If this sounds too demanding for your chosen environment, then contact us, and we will work out a plan which can be done; a concurrent implementation of the router tasks is obviously mandatory.
Candidates include Go, Rust (basic templates provided for both), Erlang, Smalltalk, LabVIEW, Occam, OpenMP, … just as long as you can rely on message passing (synchronous message passing might be emulated by asynchronous message passing) and support for concurrency.
If we cannot reproduce your environment to run your program, we will potentially ask you to provide more detailed documentation of your tests.
If you have been attentive, you will have noticed a command-line parameter (-x
) that controls the number of routers dropping out. After the initial configuration phase (and before normal traffic starts), a specific number of random routers can be powered down purposefully. Many network topologies offer multiple routes to the same node, so the resulting network may still be fully operational (minus any direct communication to the powered down nodes, obviously).

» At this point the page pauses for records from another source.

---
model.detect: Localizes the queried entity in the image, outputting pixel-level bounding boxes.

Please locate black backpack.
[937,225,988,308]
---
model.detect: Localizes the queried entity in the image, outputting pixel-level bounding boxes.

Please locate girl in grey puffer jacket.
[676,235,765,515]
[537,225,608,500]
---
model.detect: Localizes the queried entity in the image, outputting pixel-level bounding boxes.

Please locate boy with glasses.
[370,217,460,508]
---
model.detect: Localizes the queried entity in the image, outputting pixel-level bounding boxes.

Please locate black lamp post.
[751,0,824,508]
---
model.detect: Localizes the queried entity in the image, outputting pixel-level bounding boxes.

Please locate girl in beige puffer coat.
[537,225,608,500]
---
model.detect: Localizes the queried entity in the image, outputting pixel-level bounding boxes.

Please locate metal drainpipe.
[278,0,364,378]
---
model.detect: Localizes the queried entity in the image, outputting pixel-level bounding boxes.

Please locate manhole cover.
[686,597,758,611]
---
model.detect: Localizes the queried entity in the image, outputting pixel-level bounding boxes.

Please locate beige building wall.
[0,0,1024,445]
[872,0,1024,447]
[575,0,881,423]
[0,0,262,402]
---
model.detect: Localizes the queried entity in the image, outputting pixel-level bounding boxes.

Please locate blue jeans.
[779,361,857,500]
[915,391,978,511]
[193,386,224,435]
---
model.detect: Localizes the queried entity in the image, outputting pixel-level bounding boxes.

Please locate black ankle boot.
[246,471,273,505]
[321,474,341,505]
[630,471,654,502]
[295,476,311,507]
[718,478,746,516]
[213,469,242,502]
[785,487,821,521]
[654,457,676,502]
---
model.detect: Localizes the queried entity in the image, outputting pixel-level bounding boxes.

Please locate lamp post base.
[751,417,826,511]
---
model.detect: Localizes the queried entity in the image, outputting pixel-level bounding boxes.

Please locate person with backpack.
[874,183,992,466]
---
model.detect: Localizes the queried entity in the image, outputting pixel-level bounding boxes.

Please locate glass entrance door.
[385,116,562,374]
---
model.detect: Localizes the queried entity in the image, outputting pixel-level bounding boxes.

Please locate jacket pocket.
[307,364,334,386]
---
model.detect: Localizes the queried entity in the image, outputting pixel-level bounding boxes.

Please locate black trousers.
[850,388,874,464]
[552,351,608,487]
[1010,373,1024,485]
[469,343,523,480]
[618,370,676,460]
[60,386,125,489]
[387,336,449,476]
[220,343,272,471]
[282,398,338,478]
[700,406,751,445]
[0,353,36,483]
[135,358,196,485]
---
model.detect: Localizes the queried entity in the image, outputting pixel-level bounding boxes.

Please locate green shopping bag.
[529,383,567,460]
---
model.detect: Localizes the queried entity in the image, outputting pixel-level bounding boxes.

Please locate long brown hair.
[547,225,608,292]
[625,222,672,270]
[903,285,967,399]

In addition to the basic requirements, the high-distinction-level challenge for this assignment is to design routers that are robust with respect to such losses in the network and will still deliver the packets to the destination, even if the original/optimal path becomes unavailable. In the provided Ada framework, routers will detect the loss of an immediate neighbour by receiving a Tasking_Error
exception when trying to communicate to an already terminated router task. Handle this exception and provide an alternative route.

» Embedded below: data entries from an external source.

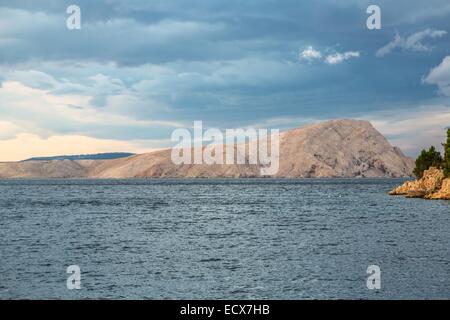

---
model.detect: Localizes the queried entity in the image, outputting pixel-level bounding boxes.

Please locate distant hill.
[23,152,135,162]
[0,120,414,179]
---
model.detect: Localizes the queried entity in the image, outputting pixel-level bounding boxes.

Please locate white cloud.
[423,56,450,97]
[325,51,360,64]
[376,29,447,57]
[299,46,322,62]
[361,105,450,157]
[299,46,360,64]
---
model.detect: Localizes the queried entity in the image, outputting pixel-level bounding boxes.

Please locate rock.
[425,178,450,200]
[0,119,414,179]
[389,167,450,200]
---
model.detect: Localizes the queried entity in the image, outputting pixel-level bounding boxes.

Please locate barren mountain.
[0,120,414,178]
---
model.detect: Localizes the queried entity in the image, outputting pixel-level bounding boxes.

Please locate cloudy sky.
[0,0,450,161]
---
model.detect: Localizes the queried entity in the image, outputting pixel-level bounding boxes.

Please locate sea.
[0,179,450,300]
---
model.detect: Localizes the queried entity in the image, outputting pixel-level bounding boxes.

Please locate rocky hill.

Reflect first for a moment on the following issues (all of which will be related to specific topologies):
- How many dropped out routers can you handle and still guarantee delivery?
- How does the number of dropped out routers affect the performance? You may want to distinguish the situation when you first detect the failure from the following routing operations.
- Can you respond locally, or will you need to propagate the detection of the failure?